Cryptocurrency traders anticipate a “bullish July” after $124 million is poured into BTC ETFs

  • According to one trading firm, bitcoin has a median return of 9.6% in July and has a tendency to rise sharply.
  • The price of Bitcoin has fluctuated between $59,000 and $74,000 since April, but past patterns point to a possibly positive July.
  • Seasonal cycles can affect cryptocurrency prices and cause predictable fluctuations. Examples of these cycles include profit-taking around tax season in April and May and heightened demand in December.

After months of falls and rangebound trading, supporters of Bitcoin (BTC) may have cause for celebration in the upcoming weeks as potential seasonal cycles drive up the price of the largest cryptocurrency.

Due to billions of sales, impending selling pressure, withdrawals from exchange-traded funds (ETFs), and a high in negative sentiment among regular traders, Bitcoin has fluctuated between $59,000 and $74,000 since April.

However, July, a traditionally bullish month, may soon change that. After more than $900 million in withdrawals throughout the course of the month, U.S.-listed ETFs experienced inflows of around $130 million on the opening day of the month, the biggest amount since early June.

According to a Telegram broadcast on Monday, Singapore-based QCP Capital said that Bitcoin has a median return of 9.6% in July and has a tendency to recover sharply, particularly following a bad June (-9.85%).

Additionally, flows were setting for an upward move last Friday into the end of the month, perhaps in advance of the debut of the ETH spot ETF, according to our options desk.
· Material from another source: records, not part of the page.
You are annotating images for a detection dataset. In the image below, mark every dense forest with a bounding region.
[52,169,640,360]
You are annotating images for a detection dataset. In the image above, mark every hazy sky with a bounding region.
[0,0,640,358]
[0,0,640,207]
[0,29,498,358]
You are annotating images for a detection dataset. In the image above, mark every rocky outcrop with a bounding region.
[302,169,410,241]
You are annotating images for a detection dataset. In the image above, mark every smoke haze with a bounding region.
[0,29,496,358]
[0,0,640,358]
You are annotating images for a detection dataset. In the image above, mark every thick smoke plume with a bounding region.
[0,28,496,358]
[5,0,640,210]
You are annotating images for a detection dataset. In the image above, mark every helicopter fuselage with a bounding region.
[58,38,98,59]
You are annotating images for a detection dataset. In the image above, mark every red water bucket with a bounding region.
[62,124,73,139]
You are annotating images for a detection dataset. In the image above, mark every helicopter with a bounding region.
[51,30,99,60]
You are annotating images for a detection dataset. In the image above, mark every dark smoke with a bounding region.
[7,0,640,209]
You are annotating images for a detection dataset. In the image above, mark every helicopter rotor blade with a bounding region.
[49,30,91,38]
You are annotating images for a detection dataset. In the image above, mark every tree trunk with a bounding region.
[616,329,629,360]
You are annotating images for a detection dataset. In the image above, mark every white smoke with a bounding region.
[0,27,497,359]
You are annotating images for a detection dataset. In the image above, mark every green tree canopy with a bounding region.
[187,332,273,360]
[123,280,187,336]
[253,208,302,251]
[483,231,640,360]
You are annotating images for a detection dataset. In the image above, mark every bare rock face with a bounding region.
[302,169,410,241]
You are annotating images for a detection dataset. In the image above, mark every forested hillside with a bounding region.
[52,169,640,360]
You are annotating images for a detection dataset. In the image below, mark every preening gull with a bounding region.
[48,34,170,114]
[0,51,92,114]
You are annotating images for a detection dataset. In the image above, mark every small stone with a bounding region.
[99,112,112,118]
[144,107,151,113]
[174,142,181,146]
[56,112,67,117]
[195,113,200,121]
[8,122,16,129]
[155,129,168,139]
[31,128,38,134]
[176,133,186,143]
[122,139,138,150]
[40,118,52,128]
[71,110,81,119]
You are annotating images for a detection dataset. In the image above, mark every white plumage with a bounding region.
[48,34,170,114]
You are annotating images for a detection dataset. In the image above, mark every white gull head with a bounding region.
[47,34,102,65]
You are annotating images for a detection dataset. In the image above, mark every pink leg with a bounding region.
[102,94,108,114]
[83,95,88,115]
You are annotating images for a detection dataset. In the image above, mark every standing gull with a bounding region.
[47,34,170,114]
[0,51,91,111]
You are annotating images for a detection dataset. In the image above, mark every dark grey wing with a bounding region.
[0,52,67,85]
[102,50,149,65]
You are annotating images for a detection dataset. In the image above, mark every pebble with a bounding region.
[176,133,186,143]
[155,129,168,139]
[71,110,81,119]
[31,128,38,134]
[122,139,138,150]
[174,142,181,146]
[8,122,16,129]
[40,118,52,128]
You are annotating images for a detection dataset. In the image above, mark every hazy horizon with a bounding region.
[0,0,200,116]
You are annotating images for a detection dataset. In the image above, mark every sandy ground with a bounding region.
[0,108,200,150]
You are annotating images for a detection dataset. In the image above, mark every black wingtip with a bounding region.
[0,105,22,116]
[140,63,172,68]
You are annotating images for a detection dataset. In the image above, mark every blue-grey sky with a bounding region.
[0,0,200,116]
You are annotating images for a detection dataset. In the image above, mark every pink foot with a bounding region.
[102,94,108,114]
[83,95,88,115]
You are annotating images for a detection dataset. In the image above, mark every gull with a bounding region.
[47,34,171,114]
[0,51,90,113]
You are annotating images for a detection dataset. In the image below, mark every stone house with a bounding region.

Numerous indicators suggest a positive July, according to QCP.

According to research, bitcoin has increased in value by more than 11% on average throughout the past ten years in July, with seven of the ten months showing positive returns.

According to a 2023 report by cryptocurrency firm Matrixport, July returns from 2019 to 2022 have been roughly 27%, 20%, and 24%, respectively.

The propensity of assets to undergo consistent, yearly variations that are regular and predictable is known as seasonality. Although it may appear random, there are a number of potential explanations, such as profit-taking during the tax season in April and May, which leads to drawdowns, or the normally positive Santa Claus rally in December, which indicates more demand.

Disclaimer : This article was created for informational purposes only and should not be taken as investment advice. An asset’s past performance does not predict its future returns. Before making an investment, please conduct your own research, as digital assets like cryptocurrencies are highly risky and volatile financial instruments.